MECHANISMS OF REGULATION OF EXPERIMENTAL DOXORUBICIN-INDUCED IMMUNOSUPPRESSION OF ENDOGENOUS INTERFERON INDUCER AMIXIN

Finding effective and safe way to reduce immunotoxic action of anticancer drugs without weakening their specific activity is the actual problem of modern medicine. In this regard, special attention was attracted to a national inducer of endogenous interferon amixin that is high means in the prevention and treatment of viral diseases and secondary immune deficiencies. However, the molecular mechanisms of action of immunotropic amixin and ability to use it for correcting violations of doxorubicin-induced immune disorders remain unclear.

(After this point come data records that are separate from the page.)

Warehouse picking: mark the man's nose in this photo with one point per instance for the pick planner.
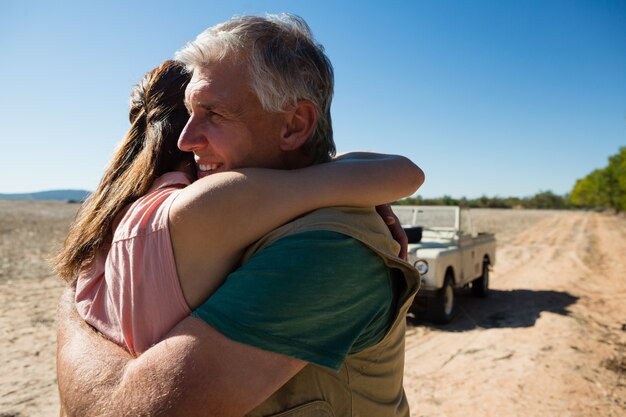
(191, 138)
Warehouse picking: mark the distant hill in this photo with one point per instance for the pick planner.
(62, 195)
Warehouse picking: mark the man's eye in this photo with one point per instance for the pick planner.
(212, 115)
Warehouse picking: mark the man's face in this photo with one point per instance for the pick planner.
(228, 128)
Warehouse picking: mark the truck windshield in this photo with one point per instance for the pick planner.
(428, 217)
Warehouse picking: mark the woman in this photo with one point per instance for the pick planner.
(131, 242)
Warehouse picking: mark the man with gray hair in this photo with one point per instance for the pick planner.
(312, 323)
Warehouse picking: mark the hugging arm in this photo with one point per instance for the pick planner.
(218, 216)
(194, 371)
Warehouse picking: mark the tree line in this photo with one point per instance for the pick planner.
(603, 188)
(541, 200)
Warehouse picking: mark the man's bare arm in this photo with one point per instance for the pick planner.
(195, 371)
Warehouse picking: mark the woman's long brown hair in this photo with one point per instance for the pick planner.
(149, 149)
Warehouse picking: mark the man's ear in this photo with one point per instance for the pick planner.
(300, 121)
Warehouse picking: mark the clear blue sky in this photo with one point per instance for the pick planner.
(497, 97)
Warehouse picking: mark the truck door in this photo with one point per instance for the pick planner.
(467, 245)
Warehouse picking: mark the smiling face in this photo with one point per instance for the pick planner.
(228, 128)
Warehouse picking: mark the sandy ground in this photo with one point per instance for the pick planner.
(548, 341)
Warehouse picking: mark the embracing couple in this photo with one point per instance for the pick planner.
(229, 263)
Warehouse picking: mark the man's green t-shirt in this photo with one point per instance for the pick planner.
(317, 296)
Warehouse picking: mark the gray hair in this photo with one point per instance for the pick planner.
(285, 65)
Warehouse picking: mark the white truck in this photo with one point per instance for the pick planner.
(449, 255)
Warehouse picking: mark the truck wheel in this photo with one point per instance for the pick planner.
(441, 308)
(480, 286)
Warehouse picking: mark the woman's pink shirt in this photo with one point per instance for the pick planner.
(130, 292)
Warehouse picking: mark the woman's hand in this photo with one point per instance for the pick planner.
(397, 232)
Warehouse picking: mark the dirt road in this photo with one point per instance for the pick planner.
(547, 342)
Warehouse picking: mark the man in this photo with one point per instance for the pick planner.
(312, 323)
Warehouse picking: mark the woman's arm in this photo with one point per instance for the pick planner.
(216, 217)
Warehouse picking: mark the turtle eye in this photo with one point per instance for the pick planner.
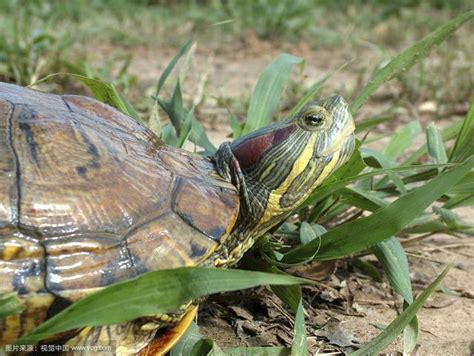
(314, 119)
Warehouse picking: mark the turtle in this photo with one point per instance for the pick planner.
(90, 197)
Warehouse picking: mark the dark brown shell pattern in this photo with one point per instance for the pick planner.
(89, 197)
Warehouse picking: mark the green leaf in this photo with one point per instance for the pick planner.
(206, 347)
(396, 326)
(179, 117)
(435, 144)
(331, 186)
(464, 146)
(104, 92)
(258, 351)
(402, 140)
(371, 122)
(409, 57)
(392, 256)
(364, 232)
(268, 91)
(368, 268)
(10, 304)
(150, 294)
(447, 133)
(362, 199)
(186, 343)
(169, 68)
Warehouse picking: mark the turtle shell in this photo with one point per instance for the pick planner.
(90, 197)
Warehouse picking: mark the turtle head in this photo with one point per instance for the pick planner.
(278, 166)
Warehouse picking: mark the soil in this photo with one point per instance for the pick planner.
(351, 307)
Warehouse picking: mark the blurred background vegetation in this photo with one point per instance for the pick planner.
(129, 42)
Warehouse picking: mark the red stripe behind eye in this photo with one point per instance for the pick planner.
(249, 152)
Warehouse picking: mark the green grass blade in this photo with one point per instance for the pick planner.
(186, 343)
(150, 294)
(393, 258)
(447, 133)
(258, 351)
(206, 347)
(435, 144)
(371, 122)
(10, 305)
(103, 91)
(169, 68)
(300, 343)
(395, 328)
(268, 91)
(409, 57)
(363, 233)
(391, 255)
(332, 186)
(464, 145)
(402, 140)
(179, 116)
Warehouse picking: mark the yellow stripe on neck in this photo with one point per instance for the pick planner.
(273, 207)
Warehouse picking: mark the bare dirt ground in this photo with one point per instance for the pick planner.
(349, 309)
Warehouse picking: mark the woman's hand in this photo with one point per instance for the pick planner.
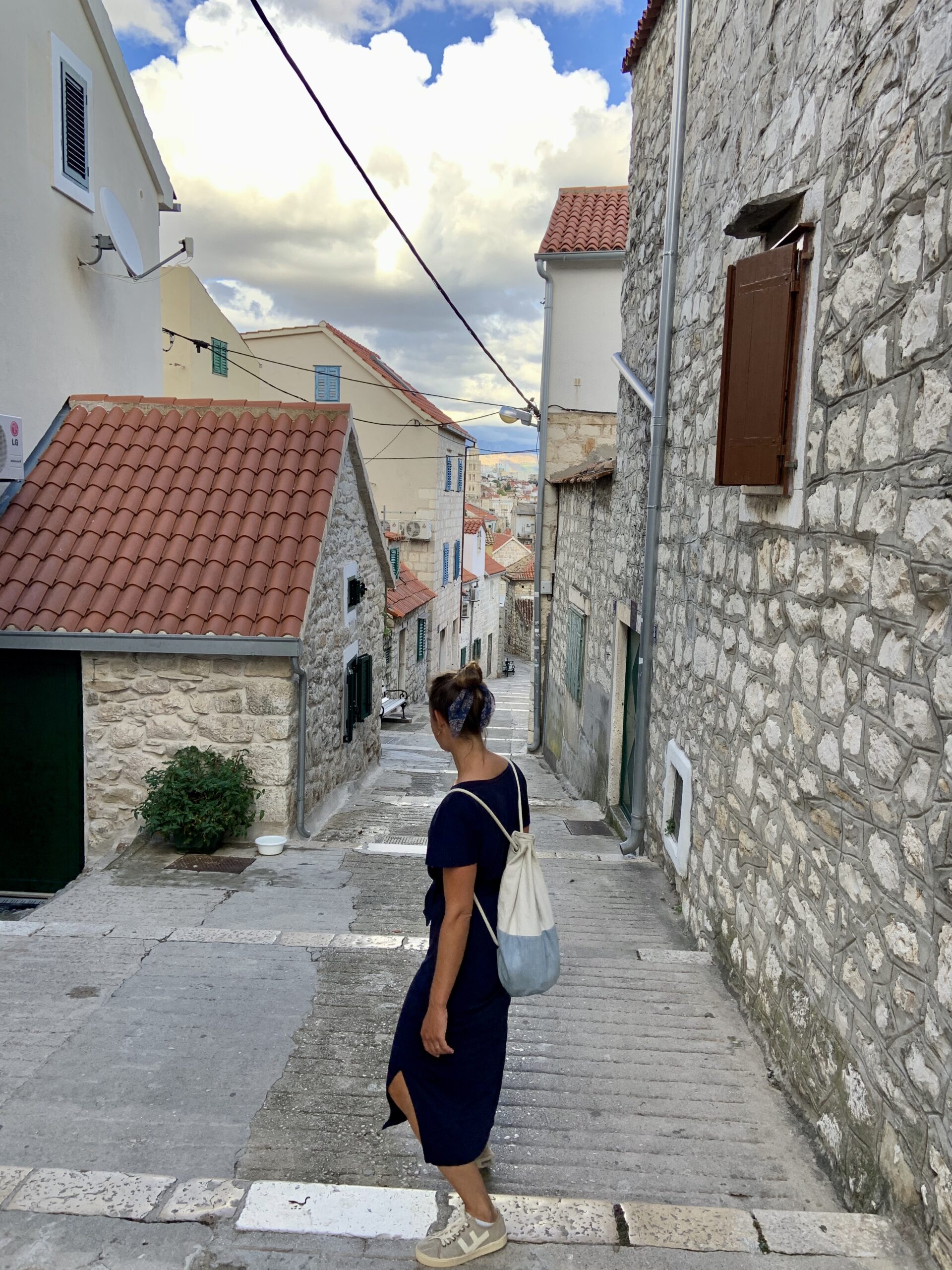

The aim was to study the role of cytokine-dependent processes in formation mechanisms of doxorubicin-induced immunosuppression and the establishment of opportunities for their pharmacological correction inducer of endogenous interferon amixin. It was found that 4-course treatment of mice with doxorubicin (1 time per week at a dose of 5.0 mg/kg) leads to inhibition of the activity of peritoneal macrophages and intensity of blasttransformation of peripheral blood lymphocytes as a result of violations of their sensitivity to the comitogenic effects of IL-1β in vitro. Prophylactic use of the inducer of endogenous interferon amixin reduces doxorubicin-induced disorders of cytokine producing activity of peritoneal macrophages, restores functional reserve lymphocyte activating factor production with additional stimulation of macrophages staphylococci in vitro and increases the sensitivity of peripheral blood lymphocytes to the modulating effects of IL-1β in reaction of blasttransformation of leukocytes.